Quantum listening is about listening in multiple ways, as many ways, to existence, being, surrounding, soundscape. To Oliveros, the multiplicity of listening is essential. Listening is not the ear as an objective reciever getting closer to an external reality. It is an observation of the cascading reactions to the external, internal and imagined sounds of being. Through observation the sounds themselves change. Like in quantum physics, Oliveros claims that observation changes reality.
“Quantum Listening is listening in as many ways as possible simultaneously – changing and being changed by the listening.”
“One focuses on a point and changes that point by listening.”
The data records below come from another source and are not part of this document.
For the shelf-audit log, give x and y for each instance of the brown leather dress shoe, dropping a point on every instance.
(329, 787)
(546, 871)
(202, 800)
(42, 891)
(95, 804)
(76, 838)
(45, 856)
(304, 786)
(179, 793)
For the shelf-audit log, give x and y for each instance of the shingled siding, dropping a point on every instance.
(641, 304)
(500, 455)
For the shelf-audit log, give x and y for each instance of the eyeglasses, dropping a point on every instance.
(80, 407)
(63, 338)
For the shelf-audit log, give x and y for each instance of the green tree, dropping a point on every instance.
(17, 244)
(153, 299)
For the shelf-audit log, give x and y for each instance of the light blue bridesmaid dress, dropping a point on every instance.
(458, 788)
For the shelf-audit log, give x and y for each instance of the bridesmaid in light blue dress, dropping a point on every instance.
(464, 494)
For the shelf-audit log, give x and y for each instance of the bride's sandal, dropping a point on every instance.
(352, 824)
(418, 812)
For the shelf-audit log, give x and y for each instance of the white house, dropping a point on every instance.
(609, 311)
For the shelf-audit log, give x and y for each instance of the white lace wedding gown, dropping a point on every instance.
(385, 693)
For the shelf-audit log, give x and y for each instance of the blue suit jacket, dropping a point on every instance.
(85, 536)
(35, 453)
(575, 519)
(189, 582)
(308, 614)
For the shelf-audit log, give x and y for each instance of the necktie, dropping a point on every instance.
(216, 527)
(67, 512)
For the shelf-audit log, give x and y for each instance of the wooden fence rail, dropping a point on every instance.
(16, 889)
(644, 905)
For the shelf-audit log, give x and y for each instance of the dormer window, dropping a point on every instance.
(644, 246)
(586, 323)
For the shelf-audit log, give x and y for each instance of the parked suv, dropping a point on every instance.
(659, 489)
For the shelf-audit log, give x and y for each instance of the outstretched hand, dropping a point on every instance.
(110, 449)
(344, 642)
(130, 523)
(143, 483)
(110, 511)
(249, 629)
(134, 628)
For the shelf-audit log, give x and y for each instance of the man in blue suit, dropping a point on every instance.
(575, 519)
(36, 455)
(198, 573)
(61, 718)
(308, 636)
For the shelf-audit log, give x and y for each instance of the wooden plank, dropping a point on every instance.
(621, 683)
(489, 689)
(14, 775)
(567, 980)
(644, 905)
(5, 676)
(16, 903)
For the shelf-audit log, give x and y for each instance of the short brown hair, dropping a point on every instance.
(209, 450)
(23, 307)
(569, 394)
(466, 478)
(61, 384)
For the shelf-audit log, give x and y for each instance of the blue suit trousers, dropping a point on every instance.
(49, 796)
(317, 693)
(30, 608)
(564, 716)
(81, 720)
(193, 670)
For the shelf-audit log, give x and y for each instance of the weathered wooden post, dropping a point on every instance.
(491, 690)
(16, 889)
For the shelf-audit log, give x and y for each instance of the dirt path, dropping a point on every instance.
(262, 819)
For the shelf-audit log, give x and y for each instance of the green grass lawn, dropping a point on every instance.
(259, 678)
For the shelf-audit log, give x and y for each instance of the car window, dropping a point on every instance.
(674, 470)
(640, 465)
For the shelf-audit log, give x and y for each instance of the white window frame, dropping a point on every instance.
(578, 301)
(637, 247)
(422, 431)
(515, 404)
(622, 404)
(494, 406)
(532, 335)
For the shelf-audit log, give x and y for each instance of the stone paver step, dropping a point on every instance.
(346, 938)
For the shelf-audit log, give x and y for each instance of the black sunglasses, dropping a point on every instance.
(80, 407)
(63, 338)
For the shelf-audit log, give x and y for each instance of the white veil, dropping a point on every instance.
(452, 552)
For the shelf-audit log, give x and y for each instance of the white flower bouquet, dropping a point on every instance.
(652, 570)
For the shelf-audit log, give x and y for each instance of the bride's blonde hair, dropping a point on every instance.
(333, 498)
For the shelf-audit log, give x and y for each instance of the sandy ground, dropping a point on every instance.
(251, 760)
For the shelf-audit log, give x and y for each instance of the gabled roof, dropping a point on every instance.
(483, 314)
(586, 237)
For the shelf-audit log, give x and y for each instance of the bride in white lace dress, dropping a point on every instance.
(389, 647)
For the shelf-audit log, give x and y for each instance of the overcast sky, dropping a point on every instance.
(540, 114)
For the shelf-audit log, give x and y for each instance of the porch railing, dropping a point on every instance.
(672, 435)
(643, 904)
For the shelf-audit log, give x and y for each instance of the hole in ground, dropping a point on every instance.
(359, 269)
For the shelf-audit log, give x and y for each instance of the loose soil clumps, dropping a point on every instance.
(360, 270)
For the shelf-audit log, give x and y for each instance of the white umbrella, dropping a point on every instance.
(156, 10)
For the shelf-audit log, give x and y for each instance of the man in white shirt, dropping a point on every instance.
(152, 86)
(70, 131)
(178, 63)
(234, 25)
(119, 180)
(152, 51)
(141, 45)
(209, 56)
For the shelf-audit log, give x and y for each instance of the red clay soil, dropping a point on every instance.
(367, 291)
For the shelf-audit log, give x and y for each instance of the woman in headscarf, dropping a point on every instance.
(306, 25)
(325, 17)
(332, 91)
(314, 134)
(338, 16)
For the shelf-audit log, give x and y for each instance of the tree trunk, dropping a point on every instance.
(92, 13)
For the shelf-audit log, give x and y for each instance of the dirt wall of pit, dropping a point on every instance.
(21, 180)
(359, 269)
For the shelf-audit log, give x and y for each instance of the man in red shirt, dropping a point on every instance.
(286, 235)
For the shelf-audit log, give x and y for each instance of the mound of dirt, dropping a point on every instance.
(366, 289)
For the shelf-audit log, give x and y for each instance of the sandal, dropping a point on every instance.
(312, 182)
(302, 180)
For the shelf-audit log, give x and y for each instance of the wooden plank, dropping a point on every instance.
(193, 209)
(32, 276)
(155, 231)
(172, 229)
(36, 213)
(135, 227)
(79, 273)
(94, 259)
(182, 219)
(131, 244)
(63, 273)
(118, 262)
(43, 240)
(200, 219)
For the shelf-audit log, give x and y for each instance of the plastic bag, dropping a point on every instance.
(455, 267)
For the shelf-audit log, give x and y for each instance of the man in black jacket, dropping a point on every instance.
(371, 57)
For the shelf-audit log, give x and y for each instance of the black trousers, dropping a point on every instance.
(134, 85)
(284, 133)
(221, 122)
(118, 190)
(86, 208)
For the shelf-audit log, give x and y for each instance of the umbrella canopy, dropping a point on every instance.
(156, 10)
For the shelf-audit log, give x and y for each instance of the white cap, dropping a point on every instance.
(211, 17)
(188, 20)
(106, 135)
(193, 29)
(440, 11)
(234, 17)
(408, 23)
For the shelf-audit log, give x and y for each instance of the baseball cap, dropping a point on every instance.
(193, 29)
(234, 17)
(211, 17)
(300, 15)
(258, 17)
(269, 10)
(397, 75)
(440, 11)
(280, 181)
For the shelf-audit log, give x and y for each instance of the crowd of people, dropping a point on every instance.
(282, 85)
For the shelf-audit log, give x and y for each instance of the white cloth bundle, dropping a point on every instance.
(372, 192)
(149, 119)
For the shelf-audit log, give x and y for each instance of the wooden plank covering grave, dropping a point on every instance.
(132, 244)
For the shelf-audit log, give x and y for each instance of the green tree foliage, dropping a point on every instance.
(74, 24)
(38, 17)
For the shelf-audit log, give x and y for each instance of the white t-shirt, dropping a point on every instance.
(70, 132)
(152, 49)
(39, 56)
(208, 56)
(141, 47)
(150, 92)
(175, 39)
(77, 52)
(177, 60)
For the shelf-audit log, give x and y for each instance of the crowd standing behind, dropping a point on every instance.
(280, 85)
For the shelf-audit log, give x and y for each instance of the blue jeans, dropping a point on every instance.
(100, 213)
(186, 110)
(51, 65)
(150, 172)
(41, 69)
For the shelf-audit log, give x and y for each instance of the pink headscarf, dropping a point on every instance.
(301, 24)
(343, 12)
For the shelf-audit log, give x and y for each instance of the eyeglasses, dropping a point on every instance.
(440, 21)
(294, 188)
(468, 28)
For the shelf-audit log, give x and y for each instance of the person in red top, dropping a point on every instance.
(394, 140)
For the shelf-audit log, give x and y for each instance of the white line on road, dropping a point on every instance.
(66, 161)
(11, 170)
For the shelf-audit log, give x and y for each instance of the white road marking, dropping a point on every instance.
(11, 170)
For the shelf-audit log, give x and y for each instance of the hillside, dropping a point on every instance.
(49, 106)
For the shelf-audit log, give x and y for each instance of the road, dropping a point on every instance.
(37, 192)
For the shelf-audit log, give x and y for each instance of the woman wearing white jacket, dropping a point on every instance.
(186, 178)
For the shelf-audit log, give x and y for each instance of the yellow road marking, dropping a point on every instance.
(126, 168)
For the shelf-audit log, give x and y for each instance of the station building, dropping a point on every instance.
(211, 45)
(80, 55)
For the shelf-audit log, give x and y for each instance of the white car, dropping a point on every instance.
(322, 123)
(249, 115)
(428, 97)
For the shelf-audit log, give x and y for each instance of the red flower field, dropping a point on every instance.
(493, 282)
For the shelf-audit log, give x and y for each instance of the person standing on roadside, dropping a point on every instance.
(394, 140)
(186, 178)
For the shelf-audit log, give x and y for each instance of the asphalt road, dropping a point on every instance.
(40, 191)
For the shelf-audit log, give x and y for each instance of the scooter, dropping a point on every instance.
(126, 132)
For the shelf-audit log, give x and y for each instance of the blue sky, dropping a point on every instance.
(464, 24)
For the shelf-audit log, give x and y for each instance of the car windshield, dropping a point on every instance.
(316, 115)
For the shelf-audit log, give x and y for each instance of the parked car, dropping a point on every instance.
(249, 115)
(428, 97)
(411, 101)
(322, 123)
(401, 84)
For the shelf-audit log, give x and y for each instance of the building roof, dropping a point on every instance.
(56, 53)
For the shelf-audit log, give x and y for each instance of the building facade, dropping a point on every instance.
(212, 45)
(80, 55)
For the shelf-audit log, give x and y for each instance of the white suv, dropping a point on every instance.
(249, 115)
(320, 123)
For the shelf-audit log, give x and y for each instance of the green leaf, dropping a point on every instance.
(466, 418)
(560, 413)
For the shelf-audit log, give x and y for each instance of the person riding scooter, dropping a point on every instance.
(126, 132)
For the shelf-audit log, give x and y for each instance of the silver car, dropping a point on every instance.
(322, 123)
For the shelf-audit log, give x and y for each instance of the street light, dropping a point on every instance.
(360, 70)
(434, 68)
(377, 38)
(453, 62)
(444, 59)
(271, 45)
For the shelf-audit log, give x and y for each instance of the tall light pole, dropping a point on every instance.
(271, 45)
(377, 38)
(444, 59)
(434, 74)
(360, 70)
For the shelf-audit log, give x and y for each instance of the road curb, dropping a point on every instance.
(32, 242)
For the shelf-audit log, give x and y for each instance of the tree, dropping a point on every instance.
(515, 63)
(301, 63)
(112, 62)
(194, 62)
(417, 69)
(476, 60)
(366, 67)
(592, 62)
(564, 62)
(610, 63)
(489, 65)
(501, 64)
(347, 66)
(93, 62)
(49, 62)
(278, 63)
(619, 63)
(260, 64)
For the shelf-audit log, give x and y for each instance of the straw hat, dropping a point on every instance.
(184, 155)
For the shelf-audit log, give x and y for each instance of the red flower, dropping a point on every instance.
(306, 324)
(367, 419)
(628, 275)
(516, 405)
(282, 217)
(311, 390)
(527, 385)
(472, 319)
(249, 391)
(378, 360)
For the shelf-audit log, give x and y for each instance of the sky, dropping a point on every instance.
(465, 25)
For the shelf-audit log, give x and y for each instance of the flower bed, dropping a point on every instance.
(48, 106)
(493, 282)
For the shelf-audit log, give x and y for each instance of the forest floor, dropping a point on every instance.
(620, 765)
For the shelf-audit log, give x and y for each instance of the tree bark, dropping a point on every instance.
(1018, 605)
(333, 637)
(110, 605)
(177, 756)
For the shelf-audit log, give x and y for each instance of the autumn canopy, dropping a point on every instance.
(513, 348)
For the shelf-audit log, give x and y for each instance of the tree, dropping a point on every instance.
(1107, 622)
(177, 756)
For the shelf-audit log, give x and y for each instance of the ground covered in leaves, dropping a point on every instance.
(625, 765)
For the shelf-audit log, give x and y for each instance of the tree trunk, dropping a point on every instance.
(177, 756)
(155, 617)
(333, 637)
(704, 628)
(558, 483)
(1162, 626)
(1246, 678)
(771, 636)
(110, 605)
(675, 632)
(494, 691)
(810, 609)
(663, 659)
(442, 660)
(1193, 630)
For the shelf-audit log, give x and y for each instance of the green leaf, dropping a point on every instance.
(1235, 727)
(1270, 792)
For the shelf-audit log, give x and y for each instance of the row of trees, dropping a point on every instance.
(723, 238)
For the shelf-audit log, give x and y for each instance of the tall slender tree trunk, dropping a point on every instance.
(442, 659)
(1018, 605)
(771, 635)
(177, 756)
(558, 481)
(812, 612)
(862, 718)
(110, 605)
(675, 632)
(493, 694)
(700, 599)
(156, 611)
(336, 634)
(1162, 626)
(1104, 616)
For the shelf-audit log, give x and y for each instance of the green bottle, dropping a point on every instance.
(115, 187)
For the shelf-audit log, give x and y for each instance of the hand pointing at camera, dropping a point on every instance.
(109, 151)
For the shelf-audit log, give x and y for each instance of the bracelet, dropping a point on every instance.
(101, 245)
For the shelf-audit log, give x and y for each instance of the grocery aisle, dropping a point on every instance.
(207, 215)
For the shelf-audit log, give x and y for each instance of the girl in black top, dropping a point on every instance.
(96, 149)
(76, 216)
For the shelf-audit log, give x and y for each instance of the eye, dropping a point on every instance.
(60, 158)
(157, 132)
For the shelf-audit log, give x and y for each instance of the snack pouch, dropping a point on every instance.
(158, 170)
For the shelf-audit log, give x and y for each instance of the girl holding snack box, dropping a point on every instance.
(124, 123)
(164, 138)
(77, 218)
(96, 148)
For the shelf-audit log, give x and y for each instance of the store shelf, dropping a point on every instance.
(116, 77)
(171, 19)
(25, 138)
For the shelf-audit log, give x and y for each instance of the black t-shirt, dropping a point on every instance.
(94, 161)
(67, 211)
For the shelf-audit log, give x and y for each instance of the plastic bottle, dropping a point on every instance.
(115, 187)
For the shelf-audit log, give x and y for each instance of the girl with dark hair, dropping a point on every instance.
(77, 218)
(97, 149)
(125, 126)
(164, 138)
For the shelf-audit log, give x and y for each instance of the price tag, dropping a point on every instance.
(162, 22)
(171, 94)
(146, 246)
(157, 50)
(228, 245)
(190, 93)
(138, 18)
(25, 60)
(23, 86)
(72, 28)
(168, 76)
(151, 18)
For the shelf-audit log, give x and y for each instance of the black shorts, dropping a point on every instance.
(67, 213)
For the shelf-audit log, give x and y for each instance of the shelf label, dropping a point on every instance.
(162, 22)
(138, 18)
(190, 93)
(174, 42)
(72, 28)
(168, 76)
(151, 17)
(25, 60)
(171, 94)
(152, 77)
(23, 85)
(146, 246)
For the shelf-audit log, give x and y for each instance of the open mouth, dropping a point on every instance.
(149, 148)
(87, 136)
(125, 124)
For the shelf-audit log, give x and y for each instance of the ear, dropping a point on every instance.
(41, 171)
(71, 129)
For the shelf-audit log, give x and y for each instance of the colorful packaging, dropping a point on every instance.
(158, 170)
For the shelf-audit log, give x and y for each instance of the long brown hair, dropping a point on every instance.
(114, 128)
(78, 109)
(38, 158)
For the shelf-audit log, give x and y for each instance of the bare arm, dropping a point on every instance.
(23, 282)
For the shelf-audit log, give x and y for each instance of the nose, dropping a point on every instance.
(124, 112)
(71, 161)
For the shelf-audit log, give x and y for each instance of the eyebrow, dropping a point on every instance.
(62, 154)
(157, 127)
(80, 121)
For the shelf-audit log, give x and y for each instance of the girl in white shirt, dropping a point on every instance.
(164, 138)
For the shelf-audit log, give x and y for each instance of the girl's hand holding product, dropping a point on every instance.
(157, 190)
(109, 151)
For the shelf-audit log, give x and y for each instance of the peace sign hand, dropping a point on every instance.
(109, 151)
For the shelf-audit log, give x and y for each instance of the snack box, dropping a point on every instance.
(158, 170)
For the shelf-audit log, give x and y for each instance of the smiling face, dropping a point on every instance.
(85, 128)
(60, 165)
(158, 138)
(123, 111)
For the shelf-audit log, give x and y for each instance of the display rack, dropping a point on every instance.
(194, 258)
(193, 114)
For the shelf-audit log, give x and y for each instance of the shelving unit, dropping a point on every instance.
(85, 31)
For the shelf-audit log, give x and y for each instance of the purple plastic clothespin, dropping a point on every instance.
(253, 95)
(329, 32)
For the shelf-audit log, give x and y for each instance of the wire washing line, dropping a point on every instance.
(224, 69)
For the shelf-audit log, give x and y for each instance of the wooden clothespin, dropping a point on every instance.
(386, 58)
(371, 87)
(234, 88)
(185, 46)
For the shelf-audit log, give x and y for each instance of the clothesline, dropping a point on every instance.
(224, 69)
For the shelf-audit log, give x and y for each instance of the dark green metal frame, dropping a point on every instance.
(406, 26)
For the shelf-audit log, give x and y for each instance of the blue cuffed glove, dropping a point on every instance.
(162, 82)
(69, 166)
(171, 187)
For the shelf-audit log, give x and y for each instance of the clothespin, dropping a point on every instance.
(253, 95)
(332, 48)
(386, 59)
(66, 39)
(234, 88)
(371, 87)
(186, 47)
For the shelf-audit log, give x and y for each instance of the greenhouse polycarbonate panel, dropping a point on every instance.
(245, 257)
Pauline is fascinated by the potentials of new technologies. To her, new biotech such as ingested nanotechnology could assist in our hearing abilities. “What would you want to hear if you had a bionic ear that could let you listen to anything, anywhere, any time?” She is imagining a technology that gives us live access to microsopic sounds, like the sound of a cell dividing in our body, or macroscopic sounds, like the gasses in deep space. Someone deeply imbedded in the somatic practices of Qi Gong and Tai Chi, and the awareness practices in Buddhist cultures, who carried out most of her retreats in natural environments, is excited about the hybridization of human and machine. What would Oliveros say today?
TikTok is like our bionic ear. We have access to the larger world in rapid time. A global culture connected through sound and moving image. Here is a lovely quote from Adam Greenfield: ““In our time, even the most seemingly transgressive visions of technology in everyday life invariably fall back to the familiar furniture of capital investment, surplus extraction and exploitation. We don’t even speak of progress any longer, but rather of ‘innovation.’”
Is Pauline excited or rather, aware of the inevitable. “Soon we will be faced with an unprecedented, exponential acceleration in technology.” And here we are. My deep admiration for Oliveros is her fascination with the new worlds and the future, as someone who embodies ancestral knowledge. It takes courage to carry both. It takes wisdom to understand nuance and complexity. For her we must recognize the implications and potentialities of new technologies. The human-machine epoch has already begun.
I am imagining how to implement the digital into my compositional work. How does the digital dimension overlay our perception? My recent compositional work and that for my final project discusses perception, and music as perception. I wonder how music can respresent states of being and also attract one to the materiality around them. The entity that calling out to us is also within. This is a reaction to the common function of popular music today, as a seperation from the world. What is the world, if it does not include the audio from our earbuds? More accurate language is necessary.
This project I am currently involved in, of music as perception, melodies above field recordings, music that exists within a space, outdoor music: what ideologies are present in these respresentations? Perhaps it began as a purism, of the’natural’ world as something to return to. Throughout the course and after reading Seth Kim Cohen’s book, ‘In The Blink of an Ear’, I imagine this purism as an essentialism. A nostalgia for better times, that we never experienced. Today, new technologies are imbedded in our perception. How can these be incorporated into the composition. In my new composition, I represent the digital (or the elsewhere-ness of the digital) as a sine wave, slightly irritated and distorted, but able to navigate with the environment. For now. It doesn’t consume the heart melody.